Stuart Fellowes wrote:
I know this shouldn’t be in the view but to test the code it is.
Anyway if I do just session[user] I get back the user id (the id from
the user table)
which is good.
However this code does not work.
<% a = session[:user] %>
<% uname = User.find(:first, :conditions => id = a) %>
<%= @uname %>
TIA
Stuart
The first reply is indeed correct. That is not valid ruby syntax.
remember that anytime you see a => you are dealing with a hash. Hashes
have a key and a value. So what is the value of the :conditions key in
your hash? a string? another hash? It’s very unclear.
So the => must point to an object of some sort.
:conditions => “id = #{a}”
Would work, where #{a} is swapped out for whatever the value of a is.
However, for security reasons ActiveRecord support a better way.
:conditions => [“id = ?”, a]
Now the value of :conditions is an array, with the SQL fragment first,
and then a dynamic value.
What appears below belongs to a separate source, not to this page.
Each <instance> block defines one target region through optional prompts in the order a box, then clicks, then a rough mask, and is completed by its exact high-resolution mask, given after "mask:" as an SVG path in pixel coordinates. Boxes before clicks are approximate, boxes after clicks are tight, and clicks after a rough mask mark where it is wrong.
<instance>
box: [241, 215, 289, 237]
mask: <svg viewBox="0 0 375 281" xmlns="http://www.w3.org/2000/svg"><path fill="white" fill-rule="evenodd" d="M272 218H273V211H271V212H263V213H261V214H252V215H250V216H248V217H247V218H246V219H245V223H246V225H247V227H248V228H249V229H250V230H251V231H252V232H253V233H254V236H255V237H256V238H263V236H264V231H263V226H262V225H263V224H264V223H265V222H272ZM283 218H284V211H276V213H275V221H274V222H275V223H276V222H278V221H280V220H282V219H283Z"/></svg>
That value is inserted in the ? spot and
properly quoted so that noone can use SQL injection attacks on your
code.
Also, if you are running edge rails you can use a hash as the value.
:conditions => {:id => a}
Last, but not least, rails has a shortcut dynamic method to find a
record where an attribute equals something.
User.find_by_id(a)
User.find_all_by_status(“admin”)
A long answer to a simple question I suppose, but I hope it helps you
understand a little more about awesome ActiveRecord is.